# IHC Heavyweight passanger cars



## Bywater Railroad (Jan 7, 2011)

I am having a problem keeping IHC heavyweight 6 wheel passanger trucks on the rails. I am running on 24" r, code 100 rail. I have changed to body mounted couplers, I have replaced the plastic wheels with 36" metal ones, I weighted the cars 1 oz puls 1/2 oz per inch of lenght and I attached the trucks with #6-32 screws and #2 brass washers between the trucks and the body. All that said and done the leading wheels of the truck lift ever so slightly up off of the rail in curves and guides the whole wheel truck from between the rails. Any ideas on what I am missing?


----------



## aionta (Apr 9, 2010)

*Hello Bywater*

I am no expert, but is the weight in the car balanced front to back?

If you run the cars backwards does the same thing happen?

Good Luck


----------



## sstlaure (Oct 12, 2010)

Check the spacing between the wheels, also check the spacing of the track rails - maybe something is slightly out of gage. Also make sure that one of the two trucks is allows to rock a little side to side (have the other one just swivel.)


----------



## NIMT (Jan 6, 2011)

You said you switched from truck mounted to body mounted coupling,
Is there any binding of the couplings?
Is it doing it from a strait to a curve transition?
Is it happening in the same place same direction or everywhere?
Sean


----------



## mr_x_ite_ment (Jun 22, 2009)

I would just re-emphasize to make sure the screws that hold the trucks and couplers on are not overly tight. I assume it did not derail when you had truck-mounted couplers? Derailing problems are always a little tricky to troubleshoot. Best of luck!

Chad


----------



## x_doug_x (Jun 21, 2010)

i never had any issues with these type of passenger cars with the truck mounted couplers. i'd think the body mounted couplers are binding. he may have them too tight or too short.

which has been stated.


----------



## glgraphix (Dec 21, 2008)

I would almost bet the problem is the body mounted couplers. I have 5 sets of Rivarossi/IHC passenger cars and all have the McHenry truck mounted knuckle couplers and I can speed around 18" radius curves with no prob.

Kevin


----------



## x_doug_x (Jun 21, 2010)

glgraphix said:


> I would almost bet the problem is the body mounted couplers. I have 5 sets of Rivarossi/IHC passenger cars and all have the McHenry truck mounted knuckle couplers and I can speed around 18" radius curves with no prob.
> 
> Kevin


same here.


----------



## tkruger (Jan 18, 2009)

I have a set of Athearns and a set of unknowns. Both can only take my 22r curves with truck mounted couplers. I had a different set converted to body mounted and I could no longer run them. The body mounting causes the car to need a greater turning radius.


----------



## jzrouterman (Nov 27, 2010)

I agree totally with Tkruger and all the others, as I too think that it sounds like the body mounting is the problem here. I would switch back to truck mounting, but keep the new metal wheels. 

Routerman


----------



## Bywater Railroad (Jan 7, 2011)

Thanks for the help with this. I think that I will try with the truck mounted couplers to see if that changes things.


----------



## jzrouterman (Nov 27, 2010)

Bywater Railroad said:


> Thanks for the help with this. I think that I will try with the truck mounted couplers to see if that changes things.

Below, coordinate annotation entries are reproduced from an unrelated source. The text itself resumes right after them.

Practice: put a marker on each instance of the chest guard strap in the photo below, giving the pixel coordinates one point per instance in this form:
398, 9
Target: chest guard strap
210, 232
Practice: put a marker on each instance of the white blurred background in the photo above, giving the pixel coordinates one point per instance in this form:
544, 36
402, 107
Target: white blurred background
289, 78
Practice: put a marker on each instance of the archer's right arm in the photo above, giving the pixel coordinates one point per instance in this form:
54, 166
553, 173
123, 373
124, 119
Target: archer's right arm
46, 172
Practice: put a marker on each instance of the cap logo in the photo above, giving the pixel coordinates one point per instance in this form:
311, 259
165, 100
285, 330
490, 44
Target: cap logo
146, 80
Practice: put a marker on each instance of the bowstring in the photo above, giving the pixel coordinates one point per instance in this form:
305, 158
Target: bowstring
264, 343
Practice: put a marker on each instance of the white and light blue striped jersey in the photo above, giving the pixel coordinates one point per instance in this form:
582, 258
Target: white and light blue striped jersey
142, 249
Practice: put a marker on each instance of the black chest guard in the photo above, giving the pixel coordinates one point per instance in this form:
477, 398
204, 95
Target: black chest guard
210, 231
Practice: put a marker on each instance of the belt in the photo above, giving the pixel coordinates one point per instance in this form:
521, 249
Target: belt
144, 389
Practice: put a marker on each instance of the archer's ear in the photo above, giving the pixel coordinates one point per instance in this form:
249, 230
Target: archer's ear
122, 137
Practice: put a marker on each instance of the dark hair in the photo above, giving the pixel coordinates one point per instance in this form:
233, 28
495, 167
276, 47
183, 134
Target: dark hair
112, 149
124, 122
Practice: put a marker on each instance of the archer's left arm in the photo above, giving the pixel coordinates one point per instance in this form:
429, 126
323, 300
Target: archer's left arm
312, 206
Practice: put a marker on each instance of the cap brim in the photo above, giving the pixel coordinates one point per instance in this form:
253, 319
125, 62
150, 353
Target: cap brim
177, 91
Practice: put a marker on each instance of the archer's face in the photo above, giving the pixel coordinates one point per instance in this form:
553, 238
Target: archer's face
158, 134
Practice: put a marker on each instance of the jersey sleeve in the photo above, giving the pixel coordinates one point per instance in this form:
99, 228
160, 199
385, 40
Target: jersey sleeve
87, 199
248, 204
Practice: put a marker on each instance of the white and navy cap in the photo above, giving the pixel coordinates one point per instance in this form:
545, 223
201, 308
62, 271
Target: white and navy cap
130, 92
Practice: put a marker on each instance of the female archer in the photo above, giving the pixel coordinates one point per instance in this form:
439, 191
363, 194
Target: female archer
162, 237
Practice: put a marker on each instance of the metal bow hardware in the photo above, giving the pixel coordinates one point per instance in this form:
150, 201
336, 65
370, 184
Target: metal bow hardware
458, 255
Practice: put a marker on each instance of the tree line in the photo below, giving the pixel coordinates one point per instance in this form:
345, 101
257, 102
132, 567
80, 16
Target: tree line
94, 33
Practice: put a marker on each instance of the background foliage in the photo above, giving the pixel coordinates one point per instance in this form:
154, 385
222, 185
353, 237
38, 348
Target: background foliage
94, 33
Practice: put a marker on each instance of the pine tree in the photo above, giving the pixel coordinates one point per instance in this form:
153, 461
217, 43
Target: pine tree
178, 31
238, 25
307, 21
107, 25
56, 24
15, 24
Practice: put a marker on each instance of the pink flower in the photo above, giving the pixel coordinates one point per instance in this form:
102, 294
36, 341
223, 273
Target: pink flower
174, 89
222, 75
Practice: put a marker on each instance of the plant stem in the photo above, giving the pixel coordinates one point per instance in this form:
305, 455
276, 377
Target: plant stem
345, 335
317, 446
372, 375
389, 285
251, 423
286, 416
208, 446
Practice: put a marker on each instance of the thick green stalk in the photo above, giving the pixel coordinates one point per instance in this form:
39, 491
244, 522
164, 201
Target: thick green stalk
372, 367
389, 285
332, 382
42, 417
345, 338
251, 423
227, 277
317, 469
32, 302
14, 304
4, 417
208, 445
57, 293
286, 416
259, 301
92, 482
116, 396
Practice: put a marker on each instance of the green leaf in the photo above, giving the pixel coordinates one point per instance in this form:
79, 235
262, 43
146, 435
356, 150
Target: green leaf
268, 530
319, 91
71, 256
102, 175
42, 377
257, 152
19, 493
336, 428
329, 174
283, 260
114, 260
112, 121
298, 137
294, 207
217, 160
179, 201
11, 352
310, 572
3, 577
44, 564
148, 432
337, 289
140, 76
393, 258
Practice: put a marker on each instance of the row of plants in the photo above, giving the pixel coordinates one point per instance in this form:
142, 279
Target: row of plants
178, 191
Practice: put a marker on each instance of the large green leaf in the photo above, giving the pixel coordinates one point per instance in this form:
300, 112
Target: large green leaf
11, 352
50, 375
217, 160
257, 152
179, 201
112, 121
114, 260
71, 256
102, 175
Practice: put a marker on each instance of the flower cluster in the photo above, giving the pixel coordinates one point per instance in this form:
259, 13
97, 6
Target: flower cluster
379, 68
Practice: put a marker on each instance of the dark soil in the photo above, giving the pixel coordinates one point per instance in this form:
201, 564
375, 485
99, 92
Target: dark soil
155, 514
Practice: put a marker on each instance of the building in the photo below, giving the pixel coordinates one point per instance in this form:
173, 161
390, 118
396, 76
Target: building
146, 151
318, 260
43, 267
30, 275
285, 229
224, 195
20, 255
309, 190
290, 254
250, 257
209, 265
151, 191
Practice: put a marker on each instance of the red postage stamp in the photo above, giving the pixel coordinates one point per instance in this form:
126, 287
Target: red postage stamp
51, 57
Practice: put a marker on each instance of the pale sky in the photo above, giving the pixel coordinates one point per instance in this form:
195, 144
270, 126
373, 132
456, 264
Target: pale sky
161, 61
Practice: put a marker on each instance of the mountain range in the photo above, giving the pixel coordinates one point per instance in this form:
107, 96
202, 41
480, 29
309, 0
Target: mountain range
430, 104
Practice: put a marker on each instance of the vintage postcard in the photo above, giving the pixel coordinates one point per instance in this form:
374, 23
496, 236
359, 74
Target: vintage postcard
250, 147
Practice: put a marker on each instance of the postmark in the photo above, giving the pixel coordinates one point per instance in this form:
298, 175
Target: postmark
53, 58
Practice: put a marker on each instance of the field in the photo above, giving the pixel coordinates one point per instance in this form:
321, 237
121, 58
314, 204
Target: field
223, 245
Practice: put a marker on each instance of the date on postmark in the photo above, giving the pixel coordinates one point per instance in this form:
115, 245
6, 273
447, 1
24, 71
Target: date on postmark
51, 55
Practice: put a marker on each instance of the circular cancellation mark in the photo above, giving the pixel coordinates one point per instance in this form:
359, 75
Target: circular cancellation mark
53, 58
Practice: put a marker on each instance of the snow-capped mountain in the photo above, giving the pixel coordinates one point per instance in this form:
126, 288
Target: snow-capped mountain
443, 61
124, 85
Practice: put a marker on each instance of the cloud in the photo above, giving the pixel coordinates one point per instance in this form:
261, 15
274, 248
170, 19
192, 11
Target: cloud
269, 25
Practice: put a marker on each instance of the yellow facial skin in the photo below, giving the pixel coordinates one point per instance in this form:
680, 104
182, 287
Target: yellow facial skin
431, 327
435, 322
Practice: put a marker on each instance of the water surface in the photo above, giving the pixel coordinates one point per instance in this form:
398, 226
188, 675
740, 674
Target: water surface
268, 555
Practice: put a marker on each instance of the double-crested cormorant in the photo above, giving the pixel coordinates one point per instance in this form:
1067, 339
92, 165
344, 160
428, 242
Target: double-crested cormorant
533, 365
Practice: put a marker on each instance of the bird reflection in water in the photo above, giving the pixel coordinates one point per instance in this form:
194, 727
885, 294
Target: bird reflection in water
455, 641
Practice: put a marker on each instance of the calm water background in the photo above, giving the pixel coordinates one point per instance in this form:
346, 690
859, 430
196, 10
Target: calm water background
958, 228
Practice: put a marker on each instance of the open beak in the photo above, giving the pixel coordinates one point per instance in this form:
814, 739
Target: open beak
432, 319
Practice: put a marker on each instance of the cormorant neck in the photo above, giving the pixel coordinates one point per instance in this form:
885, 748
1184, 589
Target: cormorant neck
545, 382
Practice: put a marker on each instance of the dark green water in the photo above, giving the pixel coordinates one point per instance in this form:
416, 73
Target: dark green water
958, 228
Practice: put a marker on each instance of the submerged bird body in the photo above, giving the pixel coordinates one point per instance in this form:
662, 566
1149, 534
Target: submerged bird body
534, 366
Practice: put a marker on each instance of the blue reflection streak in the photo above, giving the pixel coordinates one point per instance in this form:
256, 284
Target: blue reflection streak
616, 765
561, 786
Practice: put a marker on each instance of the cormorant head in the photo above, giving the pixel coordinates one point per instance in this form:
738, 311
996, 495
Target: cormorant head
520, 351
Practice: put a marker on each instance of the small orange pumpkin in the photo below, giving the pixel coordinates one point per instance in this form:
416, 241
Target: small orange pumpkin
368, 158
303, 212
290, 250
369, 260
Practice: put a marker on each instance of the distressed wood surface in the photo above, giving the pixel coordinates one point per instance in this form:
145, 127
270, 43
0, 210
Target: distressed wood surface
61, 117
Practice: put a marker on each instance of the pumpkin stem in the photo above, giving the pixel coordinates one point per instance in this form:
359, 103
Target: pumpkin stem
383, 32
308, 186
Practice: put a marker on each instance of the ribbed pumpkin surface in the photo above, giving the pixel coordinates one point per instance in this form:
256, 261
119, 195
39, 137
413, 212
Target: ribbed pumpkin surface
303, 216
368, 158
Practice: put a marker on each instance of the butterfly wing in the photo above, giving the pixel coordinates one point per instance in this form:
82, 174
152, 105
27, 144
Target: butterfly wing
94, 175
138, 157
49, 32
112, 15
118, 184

Changing back to truck mounting should do the trick. However, if they still continue over riding the rails, then check that the trucks are not fastened too tightly to the under carriage. They should be able to move freely every which way without hinderance of any kind. If they are moving freely, then flip the car over and spin the wheels. They should spin freely. If they don't, then check the little holes in the trucks that the axcles fit into.

Sometimes these holes are either slightly too small or debree builds up in them over time from the constant spinning axcles. You see, the points on each end of the axcles cut into the trucks when they're spinning. This causes a build up of dust from the holes over a long period of time causing a drag on the spinning axcles. If it gets to be too much drag, then this will cause the wheels to jump the rails, especially in curves and the car to derail. 

An outfit called Micro Mart sells an inexpensive little tool that will re-tune the trucks, and get rid of the dust. The car will then be totally free wheeling. Doing this will also increase the number of cars an engine can pull because of less friction, therefore less work on the engine. The results of this operation, especially on older cars is amazing.

I really don't think that this is the answer to your problem, as I previously stated I think the answer to your problem is simply to change the location of your couplers. However, I put all of this in here just on the unlikely, outside chance that it is. Anyway, I hope this helps. Good luck.

This is the linc for this little tool if need be.

http://www.micromark.com/HO-TRUCK-TUNER,8241.html

Routerman


----------



## Bywater Railroad (Jan 7, 2011)

I am going to have to see if I can restore the truck mounted couplers. I cut them off at the base of the stem, but I only did this to 4 of them. Thanks for the help. I will post what happens next.


----------